To analyze how the acquired visual feature space is self-organized, the trained CNN is used to generate phoneme posterior probability sequences from test image sequences. Forty dimensions of the resulting sequences are processed by PCA, and the first three principal components are extracted to visualize the acquired feature space. Figure 7 shows the visual feature space corresponding to the five representative Japanese vowel phonemes, /a/, /i/, /u/, /e/, and /o/, generated from 64×64 pixels image inputs. The cumulative contribution ratio with 40 selected components was 31.1 %.

As demonstrated in the graph, raw mouth area images corresponding to the five vowel phonemes are discriminated by the CNN and clusters corresponding to the phonemes are self-organized in the visual feature space. This result indicates that the acquired phoneme posterior probability sequences can be utilized as visual feature sequences for isolated word recognition tasks.

6.4 VSR performance evaluation

The acquired visual features are evaluated by conducting an isolated word recognition experiment utilizing a single-stream HMM. To recognize words from the phoneme label sequences generated by the CNN trained with 360 training words, monophone HMMs with 1, 2, 4, 8, 16, 32, and 64 Gaussian components are utilized. While training is conducted with 360 train words, evaluation is conducted with 40 test words from the same speaker, yielding a closed-speaker and open-vocabulary evaluation. To compare with the baseline performance, word recognition rates utilizing two other visual features are also prepared. One feature has 36 dimensions, generated by simply rescaling the images to 6×6 pixels, and the other feature has 40 dimensions, generated by compressing the raw images by PCA.

Figure 8 shows the word recognition rates acquired from 35 different models with a combination of five types of visual features and seven different numbers of Gaussian mixture components for GMMs. Comparison of word recognition rates from different visual features within the same number of Gaussian components shows that visual features acquired by the CNN attain higher recognition rates than the other two visual features. However, the effect of the different input image resolutions is not prominent. Among all word recognition rates, visual features acquired by the CNN with 16×16 and 64×64 input image resolutions attain a rate of approximately 22.5 %, the highest word recognition rate, when a mixture of 32 Gaussian components is used.

6.5 AVSR performance evaluation

We evaluated the advantages of sensory features acquired by the DNNs and noise robustness of the AVSR by conducting an isolated word recognition task. Training data for the MSHMM are composed of image and sound features generated from 360 training words of six speakers. For sound features, we utilized the neuronal outputs of the straight-shaped deep denoising autoencoder with five hidden layers (Table 1 (d)) when clean MFCCs are provided as inputs.
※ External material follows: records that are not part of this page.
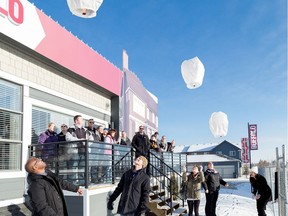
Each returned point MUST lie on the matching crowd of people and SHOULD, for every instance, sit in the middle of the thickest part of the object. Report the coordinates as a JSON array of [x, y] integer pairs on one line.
[[135, 183], [99, 134]]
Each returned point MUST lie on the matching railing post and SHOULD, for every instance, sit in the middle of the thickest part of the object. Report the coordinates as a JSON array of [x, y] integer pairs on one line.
[[57, 161], [86, 173], [172, 160], [132, 156], [113, 168]]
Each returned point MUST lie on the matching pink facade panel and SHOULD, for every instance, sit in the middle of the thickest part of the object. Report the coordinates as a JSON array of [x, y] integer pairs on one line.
[[64, 48], [32, 28]]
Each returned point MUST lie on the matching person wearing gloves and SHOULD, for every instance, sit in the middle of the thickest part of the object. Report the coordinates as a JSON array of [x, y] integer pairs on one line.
[[260, 190], [134, 186], [193, 186], [45, 189], [213, 181]]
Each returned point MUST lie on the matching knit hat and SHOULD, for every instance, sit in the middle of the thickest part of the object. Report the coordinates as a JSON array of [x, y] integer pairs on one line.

For visual features, we utilized the output phoneme label sequences generated from 32×32 pixels mouth area image inputs by the CNN. Evaluation data for the MSHMM are composed of image and sound features generated from the 40 test words. Thus, closed-speaker and open-vocabulary evaluation was conducted. To evaluate the robustness of our proposed mechanism against the degradation of audio input, partially deteriorated sound data were artificially generated by superimposing several strengths of Gaussian noises to original sound signals. In addition to the original clean sound data, we prepared 11 different deteriorated sound data such that the SNR was 30 dB to −20 dB at 5 dB intervals. In our evaluation experiment, we compared the performance under four different conditions. The initial two models were the unimodal models that utilize single-frame MFCCs and the denoised MFCCs acquired by the straight-shaped deep denoising autoencoder with five hidden layers. These are identical to the models “Original” and “5 layers” presented in Figs. 3 and 4, respectively. The third model was the unimodal model that utilized visual features acquired by the CNN. The fourth model was the multimodal model that binds the acquired audio and visual features by the MSHMM.

Figure 9 shows word recognition rates from the four different word recognition models under 12 different SNRs for sound inputs. These results demonstrate that when two modalities are combined to represent the acoustic model, the word recognition rates are improved, particularly for lower SNRs. At minimum, the same or a better performance was attained compared with cases when both features are independently utilized. For example, the MSHMM attained an additional 10 % word recognition rate gain under 0 dB SNR for the audio signal input compared with the case when single-stream HMM and denoised MFCCs are utilized as the recognition mechanism and input features, respectively. Although there is a slight recognition performance difference depending on the increase of the number of Gaussian mixture components, the effect is not significant.

7 Discussion and future work

7.1 Current need for the speaker dependent visual feature extraction model

In our study, we demonstrated an isolated word recognition performance from visual sequence inputs by the integration of CNN and HMM. We showed that the CNN works as a phoneme recognition mechanism with mouth region image inputs. However, our current results are attained by preparing an independent CNN corresponding to each speaker. As generally discussed in previous deep learning studies [22, 25], the number and variation of training samples are critical for maximizing the generalization ability of a DNN. A DNN (CNN) framework is scalable; however, it requires a sufficient training dataset to reduce overfitting [22]. Therefore, in future work, we need to investigate the possibility of realizing a VSR system applicable to multiple speakers with a single CNN model by training and evaluating our current mechanism with a more diverse audio-visual speech dataset that has large variations, particularly for mouth region images.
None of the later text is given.